Je suis au conseil d'administration de la société française d'anesthésie et réanimation. Nous avons adopté un texte intitulé « Soigner sans discriminer ». Je ne vais pas passer sous silence les non-vaccinés ; nous en pensons probablement tous la même chose. Néanmoins ce sont des hommes et des femmes comme vous et moi, et notre rôle c'est de les soigner, quoi qu'on en pense. Donc on met un mouchoir dessus et on va soigner ; on va soigner en prenant des risques. Quand on a accueilli les premiers patients covid, on avait une visière, j'avais une paire de lunette, deux tenues chirurgicales, deux paires de gants et on mettait une housse sur l'échographie. Pour mettre une voie veineuse sous échographie, pour repérer la veine, je mettais trois quarts d'heure au lieu de quelques minutes. N'oubliez pas qu'en mars 2020, nous avions tous très peur, même si la peur est aujourd'hui retombée. Donc nous sommes tous partis au front.

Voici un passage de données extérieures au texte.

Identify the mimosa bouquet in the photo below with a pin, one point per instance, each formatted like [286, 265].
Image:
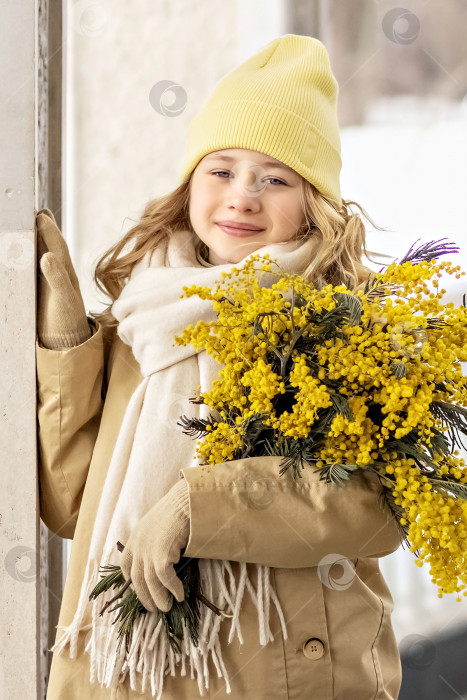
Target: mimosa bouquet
[338, 380]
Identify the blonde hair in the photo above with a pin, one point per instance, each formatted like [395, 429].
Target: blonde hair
[341, 232]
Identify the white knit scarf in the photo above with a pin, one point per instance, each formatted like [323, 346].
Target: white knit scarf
[149, 453]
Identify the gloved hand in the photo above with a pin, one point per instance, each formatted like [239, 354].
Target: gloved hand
[61, 316]
[154, 546]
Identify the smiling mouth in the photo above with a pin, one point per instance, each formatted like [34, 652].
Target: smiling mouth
[239, 232]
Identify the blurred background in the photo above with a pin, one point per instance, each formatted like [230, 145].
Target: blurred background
[134, 75]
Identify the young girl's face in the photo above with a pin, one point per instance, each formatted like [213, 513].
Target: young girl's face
[238, 185]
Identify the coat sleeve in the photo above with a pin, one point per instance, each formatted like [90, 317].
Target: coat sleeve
[70, 398]
[244, 510]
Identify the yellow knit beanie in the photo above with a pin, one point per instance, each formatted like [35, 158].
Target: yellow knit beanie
[281, 102]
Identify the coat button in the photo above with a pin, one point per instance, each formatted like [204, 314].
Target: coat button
[313, 648]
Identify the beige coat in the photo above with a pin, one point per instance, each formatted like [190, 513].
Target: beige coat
[341, 642]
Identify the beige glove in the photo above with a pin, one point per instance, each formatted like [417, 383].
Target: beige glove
[61, 316]
[154, 547]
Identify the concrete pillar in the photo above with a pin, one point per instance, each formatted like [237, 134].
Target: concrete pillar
[31, 572]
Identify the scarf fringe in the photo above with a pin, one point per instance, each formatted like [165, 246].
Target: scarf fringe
[150, 657]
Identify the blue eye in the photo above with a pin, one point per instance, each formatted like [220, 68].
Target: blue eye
[219, 172]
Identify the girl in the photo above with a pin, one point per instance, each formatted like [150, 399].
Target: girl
[260, 173]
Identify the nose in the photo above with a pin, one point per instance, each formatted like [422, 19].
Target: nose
[245, 191]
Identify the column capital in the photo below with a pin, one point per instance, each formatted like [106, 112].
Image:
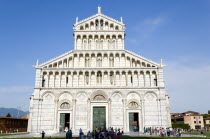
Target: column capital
[56, 100]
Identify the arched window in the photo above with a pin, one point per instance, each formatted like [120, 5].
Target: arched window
[99, 78]
[65, 105]
[87, 79]
[87, 62]
[99, 98]
[111, 78]
[111, 59]
[99, 62]
[133, 104]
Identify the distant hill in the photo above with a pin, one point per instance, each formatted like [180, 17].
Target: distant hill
[14, 112]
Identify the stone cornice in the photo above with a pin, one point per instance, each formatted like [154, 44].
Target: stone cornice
[101, 68]
[99, 14]
[150, 61]
[98, 87]
[53, 59]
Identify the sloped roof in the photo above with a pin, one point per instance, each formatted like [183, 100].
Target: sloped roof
[96, 15]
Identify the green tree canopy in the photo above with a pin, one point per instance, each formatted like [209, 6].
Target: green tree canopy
[8, 115]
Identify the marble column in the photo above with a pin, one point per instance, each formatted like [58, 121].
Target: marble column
[124, 115]
[56, 115]
[74, 114]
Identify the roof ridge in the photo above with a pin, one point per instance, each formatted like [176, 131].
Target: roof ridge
[96, 15]
[55, 58]
[143, 57]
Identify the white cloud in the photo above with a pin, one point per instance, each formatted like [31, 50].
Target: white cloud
[154, 21]
[188, 86]
[16, 89]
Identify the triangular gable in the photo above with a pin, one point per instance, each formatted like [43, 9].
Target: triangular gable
[143, 58]
[98, 15]
[56, 59]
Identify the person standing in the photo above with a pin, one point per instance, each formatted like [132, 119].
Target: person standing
[134, 128]
[80, 132]
[89, 135]
[70, 134]
[43, 134]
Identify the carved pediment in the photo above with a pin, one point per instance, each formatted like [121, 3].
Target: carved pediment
[99, 22]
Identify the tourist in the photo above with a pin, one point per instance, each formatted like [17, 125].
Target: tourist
[70, 134]
[171, 131]
[179, 132]
[67, 135]
[89, 135]
[80, 132]
[66, 129]
[134, 128]
[43, 134]
[82, 136]
[168, 132]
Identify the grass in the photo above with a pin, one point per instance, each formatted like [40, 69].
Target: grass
[9, 134]
[198, 133]
[133, 138]
[126, 137]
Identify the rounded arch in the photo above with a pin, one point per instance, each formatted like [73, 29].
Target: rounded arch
[99, 92]
[81, 96]
[65, 104]
[63, 92]
[134, 93]
[133, 103]
[116, 96]
[48, 92]
[150, 95]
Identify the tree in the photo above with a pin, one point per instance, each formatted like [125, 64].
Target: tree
[8, 115]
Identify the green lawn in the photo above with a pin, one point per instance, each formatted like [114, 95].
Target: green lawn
[126, 137]
[9, 134]
[198, 133]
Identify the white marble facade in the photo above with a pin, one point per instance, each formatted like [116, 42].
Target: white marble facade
[98, 72]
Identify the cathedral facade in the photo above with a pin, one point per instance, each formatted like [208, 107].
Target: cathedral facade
[98, 84]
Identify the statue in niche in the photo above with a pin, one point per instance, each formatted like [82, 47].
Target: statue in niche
[133, 104]
[99, 97]
[65, 105]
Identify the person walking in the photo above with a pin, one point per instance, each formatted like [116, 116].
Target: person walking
[89, 135]
[70, 134]
[80, 132]
[43, 134]
[134, 128]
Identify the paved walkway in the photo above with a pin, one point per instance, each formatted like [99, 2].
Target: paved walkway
[62, 134]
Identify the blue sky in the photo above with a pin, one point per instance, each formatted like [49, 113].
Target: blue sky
[177, 31]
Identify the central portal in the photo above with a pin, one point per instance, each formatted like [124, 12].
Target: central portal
[99, 118]
[133, 121]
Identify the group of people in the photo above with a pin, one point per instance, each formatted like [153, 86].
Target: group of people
[111, 133]
[102, 134]
[159, 131]
[69, 134]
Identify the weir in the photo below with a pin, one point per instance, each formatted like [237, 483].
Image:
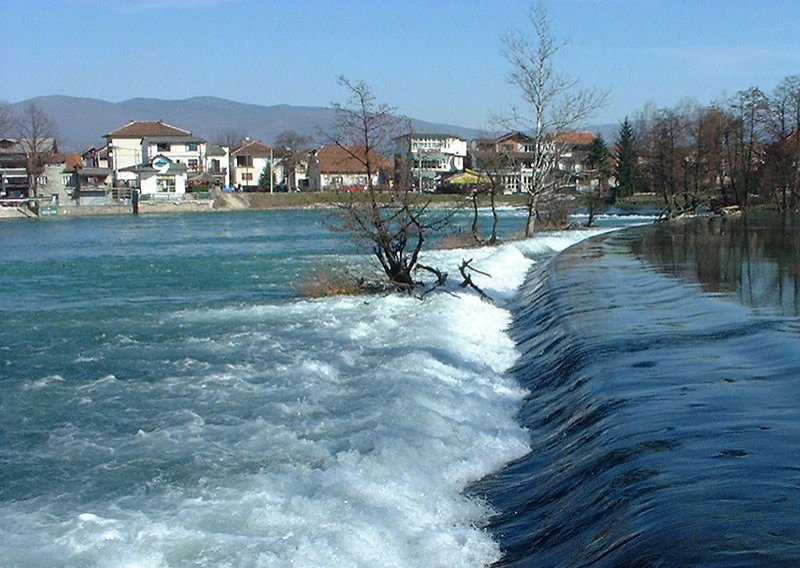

Merci pour vos explications à tous les quatre. Je vais passer la parole à notre rapporteur, Catherine Deroche, qui va vous questionner
L'enquête « flash » du professeur Delfraissy annonçant 20 % de lits fermés de fait, faute de personnels, avait beaucoup fait réagir. La conférence des CME de CHU avait d'ailleurs publié un communiqué qui relativisait ces chiffres. La Direction générale de l'offre de soins (DGOS) a présenté avant Noël les résultats de son enquête menée sur les fermetures de lits et les départs de personnels. En moyenne, le nombre de lits disponibles ne serait inférieur que de 2 % à celui constaté il y a deux ans à la même époque et l'absentéisme serait un peu plus élevé (+ 1 %). Le déficit des recrutements par rapport aux départs concernerait surtout les infirmiers et les sages-femmes. Est-ce ce que vous constatez dans vos domaines respectifs ?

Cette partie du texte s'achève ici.